Custom mappings in the SDK for targets, including renaming and basic expressions
@DouweM demonstrated in Demo Day on 2021-03-26 a fully serverless data pipeline running on Gitlab CI and the "reverse ETL" or "ETL-P" (P for publish) approach. The demo showcased a column-name remapping setting and I'd like to consider making that a standard feature in the SDK.
I also think it would be valuable as we are implementing this spec if we had a simple expression language to use for small conversions.
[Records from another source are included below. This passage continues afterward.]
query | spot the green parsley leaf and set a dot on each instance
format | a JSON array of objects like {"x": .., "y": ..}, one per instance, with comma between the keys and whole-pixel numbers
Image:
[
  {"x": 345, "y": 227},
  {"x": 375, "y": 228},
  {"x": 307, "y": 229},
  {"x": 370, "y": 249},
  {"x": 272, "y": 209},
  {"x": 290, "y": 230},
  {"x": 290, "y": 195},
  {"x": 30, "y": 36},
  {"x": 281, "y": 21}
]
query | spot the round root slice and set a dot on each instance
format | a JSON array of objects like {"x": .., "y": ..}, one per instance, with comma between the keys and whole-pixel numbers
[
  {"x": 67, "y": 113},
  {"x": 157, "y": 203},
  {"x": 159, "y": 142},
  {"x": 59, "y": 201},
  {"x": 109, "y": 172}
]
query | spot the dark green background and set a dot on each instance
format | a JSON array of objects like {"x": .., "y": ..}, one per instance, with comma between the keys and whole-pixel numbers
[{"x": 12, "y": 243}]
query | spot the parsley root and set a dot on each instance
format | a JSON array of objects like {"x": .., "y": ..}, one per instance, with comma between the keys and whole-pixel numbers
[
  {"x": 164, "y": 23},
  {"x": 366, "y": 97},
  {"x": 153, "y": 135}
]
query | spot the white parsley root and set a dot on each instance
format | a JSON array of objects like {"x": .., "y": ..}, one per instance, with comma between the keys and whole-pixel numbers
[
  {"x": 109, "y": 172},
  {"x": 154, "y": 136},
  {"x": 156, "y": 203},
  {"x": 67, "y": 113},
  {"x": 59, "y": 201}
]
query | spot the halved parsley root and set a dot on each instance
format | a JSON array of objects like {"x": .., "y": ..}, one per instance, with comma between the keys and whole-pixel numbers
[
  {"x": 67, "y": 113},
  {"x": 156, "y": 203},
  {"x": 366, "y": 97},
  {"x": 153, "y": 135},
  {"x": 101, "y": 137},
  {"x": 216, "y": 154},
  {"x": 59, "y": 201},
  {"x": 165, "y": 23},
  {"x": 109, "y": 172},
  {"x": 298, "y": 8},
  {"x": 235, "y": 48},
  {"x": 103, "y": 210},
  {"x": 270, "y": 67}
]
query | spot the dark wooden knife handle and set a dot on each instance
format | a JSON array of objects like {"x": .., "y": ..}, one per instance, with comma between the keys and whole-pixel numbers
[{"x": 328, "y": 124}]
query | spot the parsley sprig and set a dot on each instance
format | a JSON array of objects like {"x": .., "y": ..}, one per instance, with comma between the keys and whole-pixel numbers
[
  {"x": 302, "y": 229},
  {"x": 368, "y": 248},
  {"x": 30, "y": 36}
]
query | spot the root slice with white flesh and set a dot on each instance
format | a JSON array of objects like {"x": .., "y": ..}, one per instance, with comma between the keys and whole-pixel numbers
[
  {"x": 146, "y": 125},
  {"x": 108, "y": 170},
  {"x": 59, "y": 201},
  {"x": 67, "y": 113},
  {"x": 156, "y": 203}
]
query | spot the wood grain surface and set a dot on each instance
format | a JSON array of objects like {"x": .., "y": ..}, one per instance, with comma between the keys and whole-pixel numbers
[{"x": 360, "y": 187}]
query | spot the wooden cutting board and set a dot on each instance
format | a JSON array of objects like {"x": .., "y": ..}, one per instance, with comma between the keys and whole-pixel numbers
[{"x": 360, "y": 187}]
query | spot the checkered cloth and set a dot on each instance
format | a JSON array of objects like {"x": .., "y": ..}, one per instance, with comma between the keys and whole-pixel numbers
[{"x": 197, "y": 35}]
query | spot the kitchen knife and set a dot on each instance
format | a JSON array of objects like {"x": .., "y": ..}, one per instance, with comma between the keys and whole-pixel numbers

For instance, if a target expects data rounded to a specific decimal point, or in a specific data format, a field concatenation or string split into multiple fields.
We can use DBT for this, but then we have to land the data locally and transform it.
- There are use cases where it would be much more efficient to stream directly from a source to a target without landing it first in the data repository.
- There are also small tweaks and customizations that a SaaS target may require, which don't in themselves warrant a dedicated DBT transform.
SimpleEval
One option which is built for safety and looks robust enough for these types of inline transformations is the simpleeval
library: https://pypi.org/project/simpleeval/
Examples from the website:
Simple math:
>>> s = SimpleEval()
>>> s.eval("1 + 1")
2
>>> s.eval('100 * 10')
1000
Variables and nested property access:
>>> simple_eval("foo.bar", names={"foo": {"bar": 42}})
42
Applications for Targets
Given an input row and a mapping dict, we could either append the contents of record with the provided mapping transformations, or we could replace the entire record dict with the output of those transformations. (This could be determined by the target developer.
Applications for Taps
This could be an alternative to the interim pipeplinewise-transform-field plugin, if provided to a tap that supports it, certain transformations could be expressed directly by the user in config as post-preocessing mapping transformations. When provided, these transformations could nullify or hash records without having to pass the data through a separate process.
Applications for Meltano config
It was mentioned in our post conversation that there may be a similar issue or feature request for meltano.yml config, allowing users to perform basic transformations within the yaml expressions similar to how environment variable expansion today allows them to pass in variables from the environment rather than hard coding them.